Niemand fragt den Gastwirt

Ein anderes Beispiel: Wer käme auf die Idee, ein Gastwirt habe selbstverständlich Auskunft darüber zu geben, zu welchem Preis er die in der Karte angebotenen Weine eingekauft hat? In welcher anderen Branche wird Anbietern vorgegeben, öffentlich Rechenschaft über ihre Preiskalkulation abzulegen? Bei Banken ist das gang und gäbe. Solche Besonderheiten, von denen es viele gibt (etwa auch die zahlreichen „Hand- und Spanndienste“, zu denen Banken bei der Eintreibung von Steuern und der Beschaffung diverser Bürgerdaten gesetzlich verpflichtet
worden sind) stoßen nicht immer auf das Verständnis der Bankkunden.

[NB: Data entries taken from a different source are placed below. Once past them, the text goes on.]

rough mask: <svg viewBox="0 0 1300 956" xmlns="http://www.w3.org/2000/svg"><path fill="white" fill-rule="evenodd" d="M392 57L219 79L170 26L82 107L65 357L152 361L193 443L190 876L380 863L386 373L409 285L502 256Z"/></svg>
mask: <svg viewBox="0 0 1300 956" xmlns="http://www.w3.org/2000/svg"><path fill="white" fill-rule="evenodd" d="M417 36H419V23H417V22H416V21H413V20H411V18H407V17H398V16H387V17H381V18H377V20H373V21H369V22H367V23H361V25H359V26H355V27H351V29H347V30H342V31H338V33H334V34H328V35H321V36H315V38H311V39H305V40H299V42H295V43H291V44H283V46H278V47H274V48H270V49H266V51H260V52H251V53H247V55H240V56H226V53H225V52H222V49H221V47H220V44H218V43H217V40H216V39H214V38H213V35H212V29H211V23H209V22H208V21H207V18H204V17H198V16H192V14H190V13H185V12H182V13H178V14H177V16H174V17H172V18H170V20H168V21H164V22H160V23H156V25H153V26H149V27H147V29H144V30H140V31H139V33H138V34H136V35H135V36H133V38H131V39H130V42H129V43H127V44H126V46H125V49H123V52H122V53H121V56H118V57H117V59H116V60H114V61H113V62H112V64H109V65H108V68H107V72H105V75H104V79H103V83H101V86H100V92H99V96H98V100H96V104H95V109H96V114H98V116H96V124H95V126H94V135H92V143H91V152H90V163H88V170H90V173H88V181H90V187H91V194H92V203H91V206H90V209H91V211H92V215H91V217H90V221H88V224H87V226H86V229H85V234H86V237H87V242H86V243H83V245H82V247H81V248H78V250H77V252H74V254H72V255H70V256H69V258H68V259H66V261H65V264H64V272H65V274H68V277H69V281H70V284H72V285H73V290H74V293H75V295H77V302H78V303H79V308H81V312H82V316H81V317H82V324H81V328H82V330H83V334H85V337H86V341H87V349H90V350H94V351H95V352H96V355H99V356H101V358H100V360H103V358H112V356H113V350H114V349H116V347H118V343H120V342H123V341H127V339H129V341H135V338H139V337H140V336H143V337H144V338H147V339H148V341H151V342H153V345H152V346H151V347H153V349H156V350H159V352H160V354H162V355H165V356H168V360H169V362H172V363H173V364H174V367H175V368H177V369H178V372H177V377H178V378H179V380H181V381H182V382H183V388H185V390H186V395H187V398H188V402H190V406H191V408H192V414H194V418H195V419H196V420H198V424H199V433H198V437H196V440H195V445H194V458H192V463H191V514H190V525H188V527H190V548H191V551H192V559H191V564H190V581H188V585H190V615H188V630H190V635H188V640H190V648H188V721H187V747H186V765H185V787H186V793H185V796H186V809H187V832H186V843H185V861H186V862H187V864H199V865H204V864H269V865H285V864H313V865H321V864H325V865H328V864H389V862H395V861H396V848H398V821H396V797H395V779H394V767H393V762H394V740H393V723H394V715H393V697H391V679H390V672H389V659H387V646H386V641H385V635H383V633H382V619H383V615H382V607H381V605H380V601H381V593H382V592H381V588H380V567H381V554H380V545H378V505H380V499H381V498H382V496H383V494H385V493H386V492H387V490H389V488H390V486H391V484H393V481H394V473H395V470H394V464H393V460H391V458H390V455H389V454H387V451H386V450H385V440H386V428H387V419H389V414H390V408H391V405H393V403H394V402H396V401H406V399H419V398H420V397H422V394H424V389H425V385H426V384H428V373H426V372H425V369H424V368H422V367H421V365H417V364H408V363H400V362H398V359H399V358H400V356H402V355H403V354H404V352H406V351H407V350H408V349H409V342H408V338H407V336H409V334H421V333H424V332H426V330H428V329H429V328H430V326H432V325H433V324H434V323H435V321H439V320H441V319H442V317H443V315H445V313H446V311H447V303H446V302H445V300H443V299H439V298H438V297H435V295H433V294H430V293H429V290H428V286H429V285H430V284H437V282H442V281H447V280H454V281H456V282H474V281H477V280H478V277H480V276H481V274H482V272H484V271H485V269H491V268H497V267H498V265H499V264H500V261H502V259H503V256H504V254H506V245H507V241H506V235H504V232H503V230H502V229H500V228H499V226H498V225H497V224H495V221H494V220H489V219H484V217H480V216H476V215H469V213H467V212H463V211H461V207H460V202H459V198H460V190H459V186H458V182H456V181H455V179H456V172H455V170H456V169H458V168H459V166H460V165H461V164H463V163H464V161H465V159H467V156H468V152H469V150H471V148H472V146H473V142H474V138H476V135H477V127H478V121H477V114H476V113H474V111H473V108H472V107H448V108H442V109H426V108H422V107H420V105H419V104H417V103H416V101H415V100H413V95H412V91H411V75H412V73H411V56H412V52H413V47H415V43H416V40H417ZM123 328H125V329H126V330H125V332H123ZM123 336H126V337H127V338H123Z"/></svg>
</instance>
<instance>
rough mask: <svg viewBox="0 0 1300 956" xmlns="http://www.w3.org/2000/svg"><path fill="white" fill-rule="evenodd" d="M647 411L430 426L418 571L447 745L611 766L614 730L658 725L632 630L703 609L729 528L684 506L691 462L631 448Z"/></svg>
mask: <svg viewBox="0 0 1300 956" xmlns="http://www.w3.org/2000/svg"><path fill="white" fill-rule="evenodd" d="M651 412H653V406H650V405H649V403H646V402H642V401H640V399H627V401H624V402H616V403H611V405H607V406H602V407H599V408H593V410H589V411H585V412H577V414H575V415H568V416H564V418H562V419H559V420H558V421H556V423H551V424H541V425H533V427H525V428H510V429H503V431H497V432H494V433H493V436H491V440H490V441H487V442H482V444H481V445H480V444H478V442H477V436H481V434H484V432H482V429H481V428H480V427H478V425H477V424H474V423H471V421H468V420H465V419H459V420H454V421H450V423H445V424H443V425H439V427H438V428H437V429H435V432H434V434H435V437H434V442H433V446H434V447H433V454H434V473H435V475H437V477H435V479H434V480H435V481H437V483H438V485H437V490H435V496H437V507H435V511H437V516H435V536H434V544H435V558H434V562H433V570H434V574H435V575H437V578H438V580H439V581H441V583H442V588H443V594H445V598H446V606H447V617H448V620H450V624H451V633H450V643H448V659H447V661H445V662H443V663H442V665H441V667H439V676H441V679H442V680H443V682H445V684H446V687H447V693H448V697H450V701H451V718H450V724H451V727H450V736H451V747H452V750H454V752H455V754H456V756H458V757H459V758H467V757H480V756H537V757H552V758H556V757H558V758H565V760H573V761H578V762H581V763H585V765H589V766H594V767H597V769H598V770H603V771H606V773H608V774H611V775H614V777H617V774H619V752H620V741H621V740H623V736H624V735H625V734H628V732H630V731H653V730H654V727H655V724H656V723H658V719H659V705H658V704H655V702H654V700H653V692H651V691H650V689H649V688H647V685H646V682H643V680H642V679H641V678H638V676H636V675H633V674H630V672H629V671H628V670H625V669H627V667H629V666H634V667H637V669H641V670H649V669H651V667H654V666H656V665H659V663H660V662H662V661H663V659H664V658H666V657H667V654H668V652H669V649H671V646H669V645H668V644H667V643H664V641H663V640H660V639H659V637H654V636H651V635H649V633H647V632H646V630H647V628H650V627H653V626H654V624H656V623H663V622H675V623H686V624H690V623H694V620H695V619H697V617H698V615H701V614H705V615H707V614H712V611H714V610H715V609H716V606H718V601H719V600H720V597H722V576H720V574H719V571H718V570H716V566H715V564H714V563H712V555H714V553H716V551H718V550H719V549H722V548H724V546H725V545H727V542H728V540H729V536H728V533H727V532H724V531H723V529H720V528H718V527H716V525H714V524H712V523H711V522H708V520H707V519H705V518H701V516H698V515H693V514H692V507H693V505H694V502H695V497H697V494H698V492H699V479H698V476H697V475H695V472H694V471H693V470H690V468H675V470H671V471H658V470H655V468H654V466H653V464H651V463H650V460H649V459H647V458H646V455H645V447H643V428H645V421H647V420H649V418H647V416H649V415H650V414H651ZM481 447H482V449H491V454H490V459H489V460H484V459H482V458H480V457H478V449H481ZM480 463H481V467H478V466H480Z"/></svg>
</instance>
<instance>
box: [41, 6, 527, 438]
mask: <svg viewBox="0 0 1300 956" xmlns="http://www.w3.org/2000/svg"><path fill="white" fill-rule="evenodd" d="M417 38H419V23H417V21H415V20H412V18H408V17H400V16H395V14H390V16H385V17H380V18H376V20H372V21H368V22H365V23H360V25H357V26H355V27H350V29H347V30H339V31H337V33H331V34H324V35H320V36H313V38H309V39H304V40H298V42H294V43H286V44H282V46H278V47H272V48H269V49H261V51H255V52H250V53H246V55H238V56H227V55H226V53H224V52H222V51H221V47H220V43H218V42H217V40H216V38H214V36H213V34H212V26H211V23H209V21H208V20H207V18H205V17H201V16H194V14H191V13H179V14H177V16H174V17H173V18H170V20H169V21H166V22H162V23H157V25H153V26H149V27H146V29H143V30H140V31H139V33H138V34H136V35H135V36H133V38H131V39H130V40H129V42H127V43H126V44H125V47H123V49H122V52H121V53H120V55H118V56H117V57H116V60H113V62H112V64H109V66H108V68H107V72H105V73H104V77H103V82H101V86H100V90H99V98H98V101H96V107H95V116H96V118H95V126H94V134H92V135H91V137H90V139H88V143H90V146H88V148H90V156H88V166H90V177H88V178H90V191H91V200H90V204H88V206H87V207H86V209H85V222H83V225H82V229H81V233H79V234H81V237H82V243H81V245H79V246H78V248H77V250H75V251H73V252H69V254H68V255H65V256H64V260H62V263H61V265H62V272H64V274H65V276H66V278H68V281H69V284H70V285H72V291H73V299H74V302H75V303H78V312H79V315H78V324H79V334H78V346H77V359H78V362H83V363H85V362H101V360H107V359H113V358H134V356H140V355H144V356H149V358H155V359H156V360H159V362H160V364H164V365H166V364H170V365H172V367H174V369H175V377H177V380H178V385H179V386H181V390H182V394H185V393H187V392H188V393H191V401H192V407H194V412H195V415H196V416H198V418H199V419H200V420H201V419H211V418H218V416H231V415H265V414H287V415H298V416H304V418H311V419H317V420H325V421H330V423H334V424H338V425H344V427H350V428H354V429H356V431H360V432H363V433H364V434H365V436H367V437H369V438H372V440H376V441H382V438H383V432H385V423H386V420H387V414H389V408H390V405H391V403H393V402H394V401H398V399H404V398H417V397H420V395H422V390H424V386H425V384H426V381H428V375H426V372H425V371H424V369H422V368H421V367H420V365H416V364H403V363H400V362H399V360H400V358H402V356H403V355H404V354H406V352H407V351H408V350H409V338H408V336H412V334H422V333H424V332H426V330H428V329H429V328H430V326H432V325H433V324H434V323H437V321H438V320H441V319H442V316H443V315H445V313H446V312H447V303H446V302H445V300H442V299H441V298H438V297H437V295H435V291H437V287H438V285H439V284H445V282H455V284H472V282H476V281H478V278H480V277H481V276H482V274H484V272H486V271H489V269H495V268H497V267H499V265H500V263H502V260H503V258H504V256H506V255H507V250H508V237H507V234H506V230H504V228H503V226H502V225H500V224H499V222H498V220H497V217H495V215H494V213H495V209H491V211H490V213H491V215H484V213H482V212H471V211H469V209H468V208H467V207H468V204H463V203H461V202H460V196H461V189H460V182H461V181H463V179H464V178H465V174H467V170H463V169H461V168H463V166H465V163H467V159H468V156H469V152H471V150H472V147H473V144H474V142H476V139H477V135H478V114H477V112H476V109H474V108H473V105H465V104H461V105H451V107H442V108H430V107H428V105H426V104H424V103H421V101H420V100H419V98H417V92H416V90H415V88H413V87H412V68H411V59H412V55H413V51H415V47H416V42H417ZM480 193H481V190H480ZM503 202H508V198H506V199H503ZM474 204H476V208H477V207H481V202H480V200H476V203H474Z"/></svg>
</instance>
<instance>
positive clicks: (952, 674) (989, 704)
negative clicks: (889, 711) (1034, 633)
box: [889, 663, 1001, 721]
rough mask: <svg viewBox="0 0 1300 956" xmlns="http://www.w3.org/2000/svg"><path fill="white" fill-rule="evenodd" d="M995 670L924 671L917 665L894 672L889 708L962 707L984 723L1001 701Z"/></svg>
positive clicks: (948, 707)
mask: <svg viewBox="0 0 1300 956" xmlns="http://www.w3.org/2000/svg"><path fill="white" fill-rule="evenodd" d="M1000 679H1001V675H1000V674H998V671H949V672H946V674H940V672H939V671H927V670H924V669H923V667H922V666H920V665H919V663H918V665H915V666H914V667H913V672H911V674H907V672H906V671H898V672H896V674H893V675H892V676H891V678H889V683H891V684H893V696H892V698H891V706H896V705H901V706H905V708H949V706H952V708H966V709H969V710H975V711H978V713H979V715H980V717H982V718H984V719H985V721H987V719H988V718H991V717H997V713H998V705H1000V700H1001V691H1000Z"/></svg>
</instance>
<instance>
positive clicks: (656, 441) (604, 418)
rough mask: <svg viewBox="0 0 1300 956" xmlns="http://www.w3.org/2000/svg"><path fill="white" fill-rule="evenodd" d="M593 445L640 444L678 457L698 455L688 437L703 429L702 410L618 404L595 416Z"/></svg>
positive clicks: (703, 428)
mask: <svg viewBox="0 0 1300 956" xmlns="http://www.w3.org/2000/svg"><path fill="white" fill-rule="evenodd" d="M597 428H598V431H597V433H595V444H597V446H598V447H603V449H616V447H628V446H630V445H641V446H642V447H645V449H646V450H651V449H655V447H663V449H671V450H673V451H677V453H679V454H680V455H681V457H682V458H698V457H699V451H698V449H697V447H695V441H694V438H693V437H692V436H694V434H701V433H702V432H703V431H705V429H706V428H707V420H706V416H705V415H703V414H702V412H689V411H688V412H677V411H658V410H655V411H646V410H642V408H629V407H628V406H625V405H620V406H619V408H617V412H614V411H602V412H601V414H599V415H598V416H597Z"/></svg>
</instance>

Den Banken bleibt hier nur, ebenso konsequent wie ausdauernd für Vertrauen zu werben. Denn Vertrauen lässt sich nicht auf Knopfdruck herstellen. Es muss wachsen, in kleinen Schritten, und sich durch wiederkehrende Bestätigung und Bewährung festigen. Wo die Banken durch eigenes Zutun Vertrauen verloren haben, werden sie es nur wiedererlangen können, wenn sie alle notwendigen Lehren aus der Finanzmarktkrise ziehen.

Notwendig sind außerdem bessere und wirksame – nicht einfach nur mehr und härtere – Regeln für das Bankgeschäft. Es müssen also Defizite in der Kreditwirtschaft behoben, aber auch Fehler im regulatorischen Rahmenwerk korrigiert werden. Zu beidem wollen die privaten Banken in Deutschland ihren Teil beitragen.